Slowly, with bended head, moving with infinite grace and majesty, she mounted the outer staircase which wound around the high vermilion tower like a spiral. Her veil flickered like a flame. The rosy sunset reddened the pearl necklace like a river of rubies.

She mounted, and in this glory, her gleaming skin took on all the magnificence of flesh, blood, fire, blue carmine, velvety red, bright pink, and revolving upwards with the great purple walls, she went on her way towards the sky.

BOOK V

I
THE SUPREME NIGHT

“You are loved of the gods,” said the old gaoler. “If I, a poor slave, had committed the hundredth part of your crimes, I should have been bound upon the rack, hung up by the feet, lashed with thongs, burnt with pincers. They would have poured vinegar into my nostrils, overwhelmed and crushed me with bricks, and if I had died under the agony, my body would already be food for the jackals of the burning plains. But you who have stolen, assassinated, profaned, you may expect nothing more than the gentle hemlock, and in the meanwhile you enjoy a good room.
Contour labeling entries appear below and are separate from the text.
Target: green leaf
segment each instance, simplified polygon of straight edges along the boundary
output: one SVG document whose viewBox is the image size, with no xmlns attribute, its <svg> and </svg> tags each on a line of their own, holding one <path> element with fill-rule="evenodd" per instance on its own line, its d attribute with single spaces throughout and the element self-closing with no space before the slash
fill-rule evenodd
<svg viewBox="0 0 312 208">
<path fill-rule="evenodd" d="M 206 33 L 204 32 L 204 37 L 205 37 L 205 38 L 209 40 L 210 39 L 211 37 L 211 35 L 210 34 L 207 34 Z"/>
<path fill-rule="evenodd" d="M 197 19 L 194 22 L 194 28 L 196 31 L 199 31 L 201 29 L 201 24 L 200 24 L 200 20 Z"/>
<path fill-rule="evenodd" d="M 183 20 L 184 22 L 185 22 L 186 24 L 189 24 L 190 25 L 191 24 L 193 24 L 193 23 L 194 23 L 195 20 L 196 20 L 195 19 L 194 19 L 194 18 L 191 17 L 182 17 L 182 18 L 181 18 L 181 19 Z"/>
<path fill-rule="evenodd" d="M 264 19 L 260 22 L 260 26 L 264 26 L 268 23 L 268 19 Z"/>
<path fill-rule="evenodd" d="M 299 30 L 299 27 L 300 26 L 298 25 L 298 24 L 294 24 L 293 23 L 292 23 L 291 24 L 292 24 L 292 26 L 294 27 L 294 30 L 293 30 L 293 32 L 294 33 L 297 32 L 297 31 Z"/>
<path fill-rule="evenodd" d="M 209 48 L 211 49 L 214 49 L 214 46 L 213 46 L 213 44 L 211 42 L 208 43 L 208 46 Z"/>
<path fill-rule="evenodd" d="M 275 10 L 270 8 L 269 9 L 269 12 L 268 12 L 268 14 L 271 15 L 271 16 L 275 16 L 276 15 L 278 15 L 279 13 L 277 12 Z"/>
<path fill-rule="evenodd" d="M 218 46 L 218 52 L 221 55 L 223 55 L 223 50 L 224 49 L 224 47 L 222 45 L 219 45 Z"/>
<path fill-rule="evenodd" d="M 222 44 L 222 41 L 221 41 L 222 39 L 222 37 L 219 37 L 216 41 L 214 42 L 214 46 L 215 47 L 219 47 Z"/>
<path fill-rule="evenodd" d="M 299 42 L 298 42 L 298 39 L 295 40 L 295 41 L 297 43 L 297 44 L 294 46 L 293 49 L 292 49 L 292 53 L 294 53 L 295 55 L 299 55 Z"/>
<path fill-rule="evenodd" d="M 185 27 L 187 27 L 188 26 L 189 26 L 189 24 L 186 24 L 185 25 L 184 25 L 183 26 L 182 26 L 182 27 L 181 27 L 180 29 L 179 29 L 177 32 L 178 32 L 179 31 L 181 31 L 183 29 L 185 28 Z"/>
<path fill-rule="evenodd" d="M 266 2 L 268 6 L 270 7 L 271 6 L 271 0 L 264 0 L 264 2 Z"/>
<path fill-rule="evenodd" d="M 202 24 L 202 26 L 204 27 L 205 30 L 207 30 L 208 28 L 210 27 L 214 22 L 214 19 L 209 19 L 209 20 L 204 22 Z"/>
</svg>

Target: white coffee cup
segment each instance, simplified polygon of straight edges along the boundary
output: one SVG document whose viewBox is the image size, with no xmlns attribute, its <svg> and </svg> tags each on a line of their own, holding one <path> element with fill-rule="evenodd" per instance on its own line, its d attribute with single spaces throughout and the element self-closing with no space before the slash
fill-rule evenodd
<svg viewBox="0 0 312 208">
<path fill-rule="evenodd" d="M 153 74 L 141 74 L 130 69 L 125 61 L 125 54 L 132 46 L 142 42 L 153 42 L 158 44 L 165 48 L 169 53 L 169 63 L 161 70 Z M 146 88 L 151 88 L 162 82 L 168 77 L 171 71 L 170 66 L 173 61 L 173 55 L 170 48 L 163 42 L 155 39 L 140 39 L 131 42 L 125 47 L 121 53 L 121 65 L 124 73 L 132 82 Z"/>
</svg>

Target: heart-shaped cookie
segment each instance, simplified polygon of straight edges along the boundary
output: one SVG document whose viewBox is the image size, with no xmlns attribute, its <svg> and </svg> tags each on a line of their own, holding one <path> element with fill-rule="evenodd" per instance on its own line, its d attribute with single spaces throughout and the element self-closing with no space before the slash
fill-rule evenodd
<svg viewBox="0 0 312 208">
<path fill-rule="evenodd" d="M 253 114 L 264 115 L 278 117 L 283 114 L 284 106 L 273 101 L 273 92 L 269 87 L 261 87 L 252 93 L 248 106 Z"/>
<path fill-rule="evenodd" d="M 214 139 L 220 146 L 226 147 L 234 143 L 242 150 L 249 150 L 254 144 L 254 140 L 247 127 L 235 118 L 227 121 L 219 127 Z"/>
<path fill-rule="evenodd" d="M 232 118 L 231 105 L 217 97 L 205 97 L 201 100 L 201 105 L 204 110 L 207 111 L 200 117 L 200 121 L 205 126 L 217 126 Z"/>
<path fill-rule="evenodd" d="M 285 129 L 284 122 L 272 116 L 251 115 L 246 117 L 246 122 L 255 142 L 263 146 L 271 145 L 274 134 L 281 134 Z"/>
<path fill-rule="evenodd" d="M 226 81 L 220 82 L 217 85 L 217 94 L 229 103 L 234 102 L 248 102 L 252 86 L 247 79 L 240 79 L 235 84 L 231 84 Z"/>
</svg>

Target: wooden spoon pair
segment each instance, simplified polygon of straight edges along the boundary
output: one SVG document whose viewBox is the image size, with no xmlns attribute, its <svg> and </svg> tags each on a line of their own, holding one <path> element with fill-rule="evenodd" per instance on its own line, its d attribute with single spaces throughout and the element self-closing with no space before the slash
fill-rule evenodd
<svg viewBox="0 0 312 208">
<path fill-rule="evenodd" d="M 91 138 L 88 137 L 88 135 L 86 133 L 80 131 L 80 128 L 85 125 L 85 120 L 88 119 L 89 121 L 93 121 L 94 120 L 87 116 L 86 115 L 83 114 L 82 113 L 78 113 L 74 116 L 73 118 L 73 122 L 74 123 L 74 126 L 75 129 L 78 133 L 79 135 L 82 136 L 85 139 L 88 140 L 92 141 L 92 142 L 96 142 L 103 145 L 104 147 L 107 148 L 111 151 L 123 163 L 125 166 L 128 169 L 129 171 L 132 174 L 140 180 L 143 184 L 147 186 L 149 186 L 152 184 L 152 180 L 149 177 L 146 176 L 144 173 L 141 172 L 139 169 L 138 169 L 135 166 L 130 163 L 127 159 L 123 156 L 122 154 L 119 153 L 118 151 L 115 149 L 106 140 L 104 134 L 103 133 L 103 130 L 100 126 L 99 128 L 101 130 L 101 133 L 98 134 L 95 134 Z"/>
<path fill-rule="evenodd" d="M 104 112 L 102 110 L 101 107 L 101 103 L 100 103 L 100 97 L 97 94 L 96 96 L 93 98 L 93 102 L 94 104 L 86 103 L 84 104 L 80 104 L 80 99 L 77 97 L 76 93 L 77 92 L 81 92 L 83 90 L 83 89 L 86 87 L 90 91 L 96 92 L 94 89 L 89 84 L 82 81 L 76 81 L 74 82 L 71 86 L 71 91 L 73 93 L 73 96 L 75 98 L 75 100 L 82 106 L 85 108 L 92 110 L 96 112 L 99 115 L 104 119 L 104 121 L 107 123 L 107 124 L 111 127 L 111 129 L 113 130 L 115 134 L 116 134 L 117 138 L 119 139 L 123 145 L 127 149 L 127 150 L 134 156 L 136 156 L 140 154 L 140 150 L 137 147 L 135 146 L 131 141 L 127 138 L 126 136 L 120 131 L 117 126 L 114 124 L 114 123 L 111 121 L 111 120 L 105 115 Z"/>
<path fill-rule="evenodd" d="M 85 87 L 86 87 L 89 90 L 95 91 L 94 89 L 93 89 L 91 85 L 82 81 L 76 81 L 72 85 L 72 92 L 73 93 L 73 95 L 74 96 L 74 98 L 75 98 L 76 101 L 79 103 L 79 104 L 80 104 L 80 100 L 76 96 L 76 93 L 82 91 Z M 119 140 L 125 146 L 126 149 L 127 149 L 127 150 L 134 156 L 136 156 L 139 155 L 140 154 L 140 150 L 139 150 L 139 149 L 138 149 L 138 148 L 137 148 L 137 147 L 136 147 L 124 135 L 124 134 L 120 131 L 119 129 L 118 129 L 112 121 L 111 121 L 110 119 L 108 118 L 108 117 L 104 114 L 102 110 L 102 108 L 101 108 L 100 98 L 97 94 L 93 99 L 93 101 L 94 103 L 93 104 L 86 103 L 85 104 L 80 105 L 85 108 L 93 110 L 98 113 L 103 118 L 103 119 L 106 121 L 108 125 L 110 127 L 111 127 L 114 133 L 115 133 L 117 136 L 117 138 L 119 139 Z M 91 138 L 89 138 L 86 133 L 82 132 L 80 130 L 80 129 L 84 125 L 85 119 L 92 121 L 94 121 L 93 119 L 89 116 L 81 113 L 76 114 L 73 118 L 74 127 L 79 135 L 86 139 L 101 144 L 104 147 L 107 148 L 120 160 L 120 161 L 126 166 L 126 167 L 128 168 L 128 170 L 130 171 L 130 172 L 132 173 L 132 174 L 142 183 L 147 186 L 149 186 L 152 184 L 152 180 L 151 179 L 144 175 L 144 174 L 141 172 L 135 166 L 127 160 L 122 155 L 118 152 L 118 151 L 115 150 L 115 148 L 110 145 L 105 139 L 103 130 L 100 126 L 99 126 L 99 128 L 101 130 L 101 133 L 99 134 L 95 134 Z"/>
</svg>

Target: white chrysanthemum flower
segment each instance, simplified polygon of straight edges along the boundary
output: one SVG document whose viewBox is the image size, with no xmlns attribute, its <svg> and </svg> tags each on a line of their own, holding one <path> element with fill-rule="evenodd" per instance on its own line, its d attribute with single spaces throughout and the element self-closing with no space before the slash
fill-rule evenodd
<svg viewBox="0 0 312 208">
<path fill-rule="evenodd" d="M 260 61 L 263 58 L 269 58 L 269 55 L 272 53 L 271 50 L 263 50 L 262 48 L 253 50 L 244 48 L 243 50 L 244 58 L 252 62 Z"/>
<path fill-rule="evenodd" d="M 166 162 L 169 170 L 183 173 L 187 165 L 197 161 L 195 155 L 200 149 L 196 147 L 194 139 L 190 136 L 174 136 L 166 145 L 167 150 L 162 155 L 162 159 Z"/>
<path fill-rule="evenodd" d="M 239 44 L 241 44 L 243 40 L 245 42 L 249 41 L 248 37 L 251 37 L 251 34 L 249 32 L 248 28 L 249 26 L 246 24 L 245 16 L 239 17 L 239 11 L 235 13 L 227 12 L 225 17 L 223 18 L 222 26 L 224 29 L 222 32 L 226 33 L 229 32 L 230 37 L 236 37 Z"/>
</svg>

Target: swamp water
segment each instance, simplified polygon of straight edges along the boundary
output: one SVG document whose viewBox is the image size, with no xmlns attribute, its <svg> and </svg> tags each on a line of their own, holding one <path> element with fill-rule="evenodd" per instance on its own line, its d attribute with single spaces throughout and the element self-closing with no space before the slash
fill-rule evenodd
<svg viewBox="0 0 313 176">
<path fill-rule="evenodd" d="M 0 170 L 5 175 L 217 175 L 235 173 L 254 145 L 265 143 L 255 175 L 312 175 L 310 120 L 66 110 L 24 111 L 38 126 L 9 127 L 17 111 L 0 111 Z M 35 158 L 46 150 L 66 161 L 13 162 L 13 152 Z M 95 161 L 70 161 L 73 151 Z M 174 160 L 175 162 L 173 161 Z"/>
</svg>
May Zeus blast me with his thunderbolt if I can tell why! You probably know somebody at the palace.”

“Give me figs,” said Chrysis; “my mouth is dry.”

The old slave brought her a dozen ripe figs in a green basket.

Chrysis was left alone.

She sat down and got up again, she walked round the room, she struck the walls with the palms of her hands without thinking of anything whatever. She let down her hair to cool it, and then put it up again almost immediately.